John J. Mooney

John J. Mooney (c. 1929) is an American chemical engineer and co-inventor of the three-way catalyst.

Early life and education

Mooney grew up in Paterson, New Jersey. After graduation, he worked for ten years for the " Public Service Electric and Gas Company" ( PSE & G ), while at the same time he attended the " Seton Hall University ", in which he acquired his " Bachelor of Science" degree in 1955.

After several years in the United States Army, he resumed his education at the Newark College of Engineering ( now New Jersey Institute of Technology) again, his visit he graduated with a Master of Science in Chemical Engineering in 1960. In 1992, Mooney also earned a Master of Business Administration in Marketing from Fairleigh Dickinson University while he worked at Engelhard.

Mooney was awarded an honorary doctorate in 2007 from his alma mater, the " New Jersey Institute of Technology," for his achievements in the fields of environmental protection and the automotive industry.

Career

During his service in the Army of the United States 1955-1956 Mooney was assigned to a series of nuclear tests in the Pacific on Eniwetok Atoll in the Marshall Islands, where 17 nuclear bombs and two hydrogen bombs were detonated.

After his training, Mooney came in 1960 to Engelhard, where he worked for the gas plant department. Among his first tasks included the purification of hydrogen, as well as studies on the decomposition of ammonia into hydrogen and nitrogen, and a method of using a ruthenium catalyst for the production of hydrogen from liquid ammonia for the United States Air Force. Subsequently the supply of a weather balloon with hydrogen was simplified, since it was more efficient and easier to transport the liquid ammonia instead of hydrogen.

In 1970, there were changes in the Clean Air Act, which required considerable limitations of hydrocarbons, carbon monoxide and nitrogen oxide emissions. The then current converter were pure oxidation catalysts, which were able to reduce carbon monoxide and hydrocarbons, but were ineffective in reducing nitric oxides.

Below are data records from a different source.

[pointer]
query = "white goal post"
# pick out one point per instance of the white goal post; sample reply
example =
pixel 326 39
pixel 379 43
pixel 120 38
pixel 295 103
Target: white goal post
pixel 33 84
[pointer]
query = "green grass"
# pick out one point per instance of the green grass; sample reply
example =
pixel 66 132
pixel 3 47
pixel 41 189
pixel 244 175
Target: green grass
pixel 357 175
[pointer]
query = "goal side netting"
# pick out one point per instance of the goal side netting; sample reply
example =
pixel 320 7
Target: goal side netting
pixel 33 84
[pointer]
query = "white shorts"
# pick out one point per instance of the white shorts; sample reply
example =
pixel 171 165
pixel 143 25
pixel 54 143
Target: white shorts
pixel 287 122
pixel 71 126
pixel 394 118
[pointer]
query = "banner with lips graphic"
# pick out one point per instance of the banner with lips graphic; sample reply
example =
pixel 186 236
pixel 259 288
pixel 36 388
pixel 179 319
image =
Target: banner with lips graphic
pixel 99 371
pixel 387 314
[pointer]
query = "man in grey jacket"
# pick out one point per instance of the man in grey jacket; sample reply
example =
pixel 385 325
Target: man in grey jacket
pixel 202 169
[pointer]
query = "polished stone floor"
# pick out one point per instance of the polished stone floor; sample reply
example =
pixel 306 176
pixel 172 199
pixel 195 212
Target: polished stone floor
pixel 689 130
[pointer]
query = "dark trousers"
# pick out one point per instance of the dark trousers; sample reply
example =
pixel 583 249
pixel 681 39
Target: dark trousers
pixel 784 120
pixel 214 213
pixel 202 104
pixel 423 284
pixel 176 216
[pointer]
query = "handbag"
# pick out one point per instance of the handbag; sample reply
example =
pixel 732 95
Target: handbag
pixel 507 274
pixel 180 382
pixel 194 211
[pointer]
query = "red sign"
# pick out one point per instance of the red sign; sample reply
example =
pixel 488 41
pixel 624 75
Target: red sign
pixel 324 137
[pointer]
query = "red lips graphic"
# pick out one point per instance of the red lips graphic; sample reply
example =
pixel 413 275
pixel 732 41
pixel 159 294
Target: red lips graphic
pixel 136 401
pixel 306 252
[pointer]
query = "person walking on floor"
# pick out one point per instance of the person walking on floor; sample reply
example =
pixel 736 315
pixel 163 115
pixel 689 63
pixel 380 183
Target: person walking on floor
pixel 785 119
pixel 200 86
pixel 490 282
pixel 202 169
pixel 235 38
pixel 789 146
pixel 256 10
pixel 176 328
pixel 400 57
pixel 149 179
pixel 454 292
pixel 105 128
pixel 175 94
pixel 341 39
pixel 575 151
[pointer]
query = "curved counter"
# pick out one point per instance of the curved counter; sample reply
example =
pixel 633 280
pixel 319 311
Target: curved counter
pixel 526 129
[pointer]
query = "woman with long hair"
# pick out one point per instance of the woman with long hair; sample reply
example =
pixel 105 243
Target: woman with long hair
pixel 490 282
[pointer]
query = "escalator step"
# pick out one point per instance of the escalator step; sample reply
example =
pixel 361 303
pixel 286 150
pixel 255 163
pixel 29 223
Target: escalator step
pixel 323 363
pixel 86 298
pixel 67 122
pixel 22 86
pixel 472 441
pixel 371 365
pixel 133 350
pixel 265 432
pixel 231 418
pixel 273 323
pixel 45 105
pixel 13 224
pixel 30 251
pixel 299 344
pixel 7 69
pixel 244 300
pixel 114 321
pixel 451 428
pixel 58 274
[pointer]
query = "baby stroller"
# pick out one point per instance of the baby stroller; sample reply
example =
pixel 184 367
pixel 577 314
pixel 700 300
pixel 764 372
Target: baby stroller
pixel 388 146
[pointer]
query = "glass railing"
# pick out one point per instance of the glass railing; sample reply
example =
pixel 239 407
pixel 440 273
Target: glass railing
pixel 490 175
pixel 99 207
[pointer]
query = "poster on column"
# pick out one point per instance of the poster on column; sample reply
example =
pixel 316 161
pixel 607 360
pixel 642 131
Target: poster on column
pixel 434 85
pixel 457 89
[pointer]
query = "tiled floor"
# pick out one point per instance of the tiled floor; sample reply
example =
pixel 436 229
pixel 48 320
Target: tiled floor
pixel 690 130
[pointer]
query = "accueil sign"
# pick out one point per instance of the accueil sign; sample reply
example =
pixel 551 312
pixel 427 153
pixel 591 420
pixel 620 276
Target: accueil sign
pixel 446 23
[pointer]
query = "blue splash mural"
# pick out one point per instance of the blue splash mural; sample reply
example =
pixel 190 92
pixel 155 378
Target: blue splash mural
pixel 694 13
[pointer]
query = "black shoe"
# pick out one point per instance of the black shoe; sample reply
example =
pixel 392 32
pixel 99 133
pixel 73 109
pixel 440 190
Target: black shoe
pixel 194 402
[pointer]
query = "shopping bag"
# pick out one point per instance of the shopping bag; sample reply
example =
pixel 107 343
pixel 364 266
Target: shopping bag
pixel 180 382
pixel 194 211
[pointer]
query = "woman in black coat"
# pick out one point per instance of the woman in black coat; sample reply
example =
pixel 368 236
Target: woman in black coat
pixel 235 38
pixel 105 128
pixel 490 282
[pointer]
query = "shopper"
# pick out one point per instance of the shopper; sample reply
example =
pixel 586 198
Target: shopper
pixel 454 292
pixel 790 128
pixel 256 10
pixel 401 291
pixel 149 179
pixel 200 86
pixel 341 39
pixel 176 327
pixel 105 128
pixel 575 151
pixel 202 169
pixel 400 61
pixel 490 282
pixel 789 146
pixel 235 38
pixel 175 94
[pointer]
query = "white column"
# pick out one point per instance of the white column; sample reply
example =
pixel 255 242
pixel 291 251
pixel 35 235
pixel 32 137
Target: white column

Automobile manufacturers and catalyst manufacturers tried first, with several steps to develop methods in which first the hydrocarbons and carbon monoxide were reduced and then the nitrogen oxides.

In 1973, the chemist Carl D. Keith and John Mooney go with her team at Engelhard, the first production of a three-way catalyst. This allowed the simultaneous elimination of hydrocarbons, carbon monoxide and nitrogen oxides with a single catalyst. The solution to deal with the variations of the air -fuel mixture, the combination of rare earth oxides such as cerium oxide as an oxygen storage component having platinum and rhodium on aluminum oxide in a ceramic honeycomb body.

This design ensured that the required oxygen from the rare earth oxides could be released and the oxidation reactions was available. In excess oxygen, the reduced oxides were regenerated. The three-way catalyst reduces nitrogen oxides to nitrogen, the oxygen contained in the oxides of nitrogen and oxygen from the combustion air and the storage components of oxidizing carbon monoxide to carbon dioxide and unburnt hydrocarbons to carbon dioxide and water.

Awards

Mooney was elected in 1990 for his efforts to exhaust emission control Fellow of the Society of Automotive Engineers (SAE ). In 2001 he was awarded for his work on the development and commercialization of the three-way catalyst with Keith Walter Ahlstrom Prize, which is awarded in cooperation with the Finnish Academies of Technology. Estimates are that up to the award phase by developed by Keith and Mooney converter 56 million tons of hydrocarbons, 118 million tons of nitrogen oxides and 464 billion tons of carbon monoxide from car exhaust in the 25 years have been converted since the introduction.

Together with Keith Mooney was awarded by the " United States Patent and Trademark Office " in 2002, the " National Medal of Technology ".

Mooney 17 holds patents, besides that of a catalyst for two-stroke engines, which is used for example, in chain saws, lawn mowers, leaf blowers and.

As president of the " Environmental and Energy Technology and Policy Institute " Mooney worked in partnership with the " United Nations Environment Program " to achieve an end to the use of leaded gasoline all over the world. In 2002 there were 51 countries in Africa, where leaded gasoline was still in use was. Through work on issues around the Ventilsitzhärtung and evidence that lead does not solve the problem in the fuel, now 50 of these states have the use of leaded gasoline banned.

Mooney has lived since 2003, after 43 years of service to Engelhard, in retirement in Wyckoff, New Jersey.